Reading the FDLE report, I now have confirmation of several things I'd developed information about. I am no longer involved with this case as an attorney. It would be improper by my writing to interfere with the Barys' new attorneys and how they want to proceed. Suffice it to say that a growing list of otherwise uninterested people would have to be lying in order for what you think is true about this case to be true.

To my Christian readers I say that most of you likely had a heartfelt desire to protect a new convert to our faith. I can't fault you there. Quite frankly I am happy that the child knows Jesus, but that is a personal feeling and not relevant to my previous job of defending these parents from the power of the state to take their family apart.

Please recognize that the Lord is not so powerless as to need people to hide information, to embellish facts, or to give false witness in order to advance Christ's kingdom.
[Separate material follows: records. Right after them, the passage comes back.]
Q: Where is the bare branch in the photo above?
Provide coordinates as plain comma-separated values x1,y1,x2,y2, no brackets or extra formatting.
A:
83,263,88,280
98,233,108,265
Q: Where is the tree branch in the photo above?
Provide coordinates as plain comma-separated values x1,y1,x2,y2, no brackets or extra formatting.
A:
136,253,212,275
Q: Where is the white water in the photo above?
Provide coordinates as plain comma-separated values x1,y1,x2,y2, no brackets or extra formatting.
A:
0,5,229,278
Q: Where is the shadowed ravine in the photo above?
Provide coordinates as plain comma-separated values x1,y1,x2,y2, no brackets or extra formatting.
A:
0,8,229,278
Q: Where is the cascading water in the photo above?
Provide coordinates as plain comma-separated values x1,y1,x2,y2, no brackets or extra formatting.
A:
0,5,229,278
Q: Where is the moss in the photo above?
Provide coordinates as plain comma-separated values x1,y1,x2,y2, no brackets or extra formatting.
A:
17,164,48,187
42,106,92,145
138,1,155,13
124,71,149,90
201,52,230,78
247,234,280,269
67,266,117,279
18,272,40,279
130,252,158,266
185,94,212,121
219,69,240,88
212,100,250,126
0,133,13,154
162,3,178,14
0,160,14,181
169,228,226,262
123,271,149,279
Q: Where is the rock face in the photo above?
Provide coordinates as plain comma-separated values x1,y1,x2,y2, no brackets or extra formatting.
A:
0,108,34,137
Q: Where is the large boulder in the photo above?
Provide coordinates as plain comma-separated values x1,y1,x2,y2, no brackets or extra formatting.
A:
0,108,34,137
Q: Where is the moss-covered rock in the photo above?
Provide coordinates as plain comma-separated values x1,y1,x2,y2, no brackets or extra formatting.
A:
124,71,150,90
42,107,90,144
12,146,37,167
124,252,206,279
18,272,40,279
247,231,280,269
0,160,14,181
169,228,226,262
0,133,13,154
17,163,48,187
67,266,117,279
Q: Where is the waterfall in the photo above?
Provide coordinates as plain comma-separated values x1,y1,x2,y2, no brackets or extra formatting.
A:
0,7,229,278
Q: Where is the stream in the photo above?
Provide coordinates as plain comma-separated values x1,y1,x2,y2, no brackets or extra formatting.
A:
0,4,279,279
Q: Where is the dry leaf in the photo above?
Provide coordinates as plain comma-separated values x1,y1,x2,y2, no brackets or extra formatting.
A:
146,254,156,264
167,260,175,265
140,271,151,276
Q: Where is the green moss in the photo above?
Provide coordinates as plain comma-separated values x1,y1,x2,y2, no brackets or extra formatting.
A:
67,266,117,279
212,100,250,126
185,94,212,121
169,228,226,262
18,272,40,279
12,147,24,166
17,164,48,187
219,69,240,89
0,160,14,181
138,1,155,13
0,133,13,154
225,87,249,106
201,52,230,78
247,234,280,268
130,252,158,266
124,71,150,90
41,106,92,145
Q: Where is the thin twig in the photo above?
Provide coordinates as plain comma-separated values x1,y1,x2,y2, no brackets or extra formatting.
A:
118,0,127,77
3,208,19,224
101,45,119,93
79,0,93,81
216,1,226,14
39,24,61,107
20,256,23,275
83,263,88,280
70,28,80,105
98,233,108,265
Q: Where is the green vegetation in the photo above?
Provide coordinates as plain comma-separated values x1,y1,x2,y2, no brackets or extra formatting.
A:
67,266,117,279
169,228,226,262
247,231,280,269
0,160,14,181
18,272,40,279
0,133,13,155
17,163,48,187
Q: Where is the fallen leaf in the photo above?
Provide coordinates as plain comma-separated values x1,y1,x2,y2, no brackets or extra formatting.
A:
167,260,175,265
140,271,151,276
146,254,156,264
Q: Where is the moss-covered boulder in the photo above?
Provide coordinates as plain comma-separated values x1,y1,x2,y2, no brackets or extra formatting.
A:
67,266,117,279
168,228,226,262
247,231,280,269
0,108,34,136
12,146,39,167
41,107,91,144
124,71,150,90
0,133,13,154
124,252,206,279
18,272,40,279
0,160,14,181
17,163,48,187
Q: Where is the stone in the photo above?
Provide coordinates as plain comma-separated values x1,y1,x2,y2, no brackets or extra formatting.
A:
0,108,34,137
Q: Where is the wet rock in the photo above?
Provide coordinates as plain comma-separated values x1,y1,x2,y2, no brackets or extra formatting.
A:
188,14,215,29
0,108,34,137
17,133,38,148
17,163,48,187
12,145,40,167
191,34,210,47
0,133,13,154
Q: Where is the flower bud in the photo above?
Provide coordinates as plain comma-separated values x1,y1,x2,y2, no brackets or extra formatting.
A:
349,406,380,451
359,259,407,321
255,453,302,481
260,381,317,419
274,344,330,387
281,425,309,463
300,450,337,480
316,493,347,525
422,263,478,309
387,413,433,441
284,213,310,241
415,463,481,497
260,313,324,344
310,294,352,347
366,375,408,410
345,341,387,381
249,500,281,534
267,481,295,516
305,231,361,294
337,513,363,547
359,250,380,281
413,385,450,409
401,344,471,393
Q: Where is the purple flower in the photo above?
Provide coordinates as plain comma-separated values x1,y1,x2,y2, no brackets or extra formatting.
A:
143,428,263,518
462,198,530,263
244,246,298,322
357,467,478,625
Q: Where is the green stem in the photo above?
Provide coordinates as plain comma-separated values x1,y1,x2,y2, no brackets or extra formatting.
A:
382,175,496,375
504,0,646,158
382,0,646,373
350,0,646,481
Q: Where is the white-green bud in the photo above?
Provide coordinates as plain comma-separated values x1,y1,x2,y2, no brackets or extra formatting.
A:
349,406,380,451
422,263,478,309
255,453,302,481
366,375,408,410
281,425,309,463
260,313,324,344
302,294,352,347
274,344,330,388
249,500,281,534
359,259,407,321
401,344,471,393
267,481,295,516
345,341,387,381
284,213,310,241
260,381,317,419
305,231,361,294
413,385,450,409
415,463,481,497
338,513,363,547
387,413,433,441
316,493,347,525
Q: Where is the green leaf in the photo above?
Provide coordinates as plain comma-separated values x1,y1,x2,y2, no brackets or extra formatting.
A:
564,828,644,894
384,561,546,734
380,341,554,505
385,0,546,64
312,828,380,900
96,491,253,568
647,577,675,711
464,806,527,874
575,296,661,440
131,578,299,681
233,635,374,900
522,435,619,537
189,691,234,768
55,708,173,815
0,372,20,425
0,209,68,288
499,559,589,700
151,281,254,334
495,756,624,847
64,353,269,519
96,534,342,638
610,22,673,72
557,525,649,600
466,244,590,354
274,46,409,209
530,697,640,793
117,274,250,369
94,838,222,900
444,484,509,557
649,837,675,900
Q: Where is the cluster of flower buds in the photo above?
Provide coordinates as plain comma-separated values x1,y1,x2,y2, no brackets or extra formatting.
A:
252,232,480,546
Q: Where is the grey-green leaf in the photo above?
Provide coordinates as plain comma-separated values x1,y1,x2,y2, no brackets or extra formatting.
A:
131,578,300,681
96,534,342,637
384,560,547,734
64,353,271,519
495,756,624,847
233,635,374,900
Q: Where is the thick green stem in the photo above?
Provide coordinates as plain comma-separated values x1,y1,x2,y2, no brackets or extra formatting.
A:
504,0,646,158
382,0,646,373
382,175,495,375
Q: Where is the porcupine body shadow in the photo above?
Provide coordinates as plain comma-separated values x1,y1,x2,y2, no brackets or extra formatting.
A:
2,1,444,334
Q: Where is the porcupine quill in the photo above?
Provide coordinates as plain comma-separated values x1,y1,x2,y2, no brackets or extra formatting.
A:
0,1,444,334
You homeschoolers in particular ought to pause and weigh the power of the state to take your child into foster care against your feelings on this case and whether or not you would wish to be afforded a competent defense should religious biases be used against you some day.

To any readers who may be of the People for the American Way variety who blog about the hypocrisy of Christians, I simply present myself, an evangelical Christian who believes in facts and law and has extended himself far out on a limb before his peers on behalf of Rifqa's mother.

To any readers who may be Muslim, do not allow your reading of certain blogs to taint your feelings toward your Christian neighbors.

And to Rifqa, one year younger than my older child, I say that as a father and as a Christian, and as your mother's former attorney, I care about you and have since Aug. 10. God bless you, and I believe that all things will work together for good.

Craig McCarthy, a graduate of West Point and Florida State Law School, was the court-appointed attorney for Rifqa Bary's mother for the first several weeks of this case.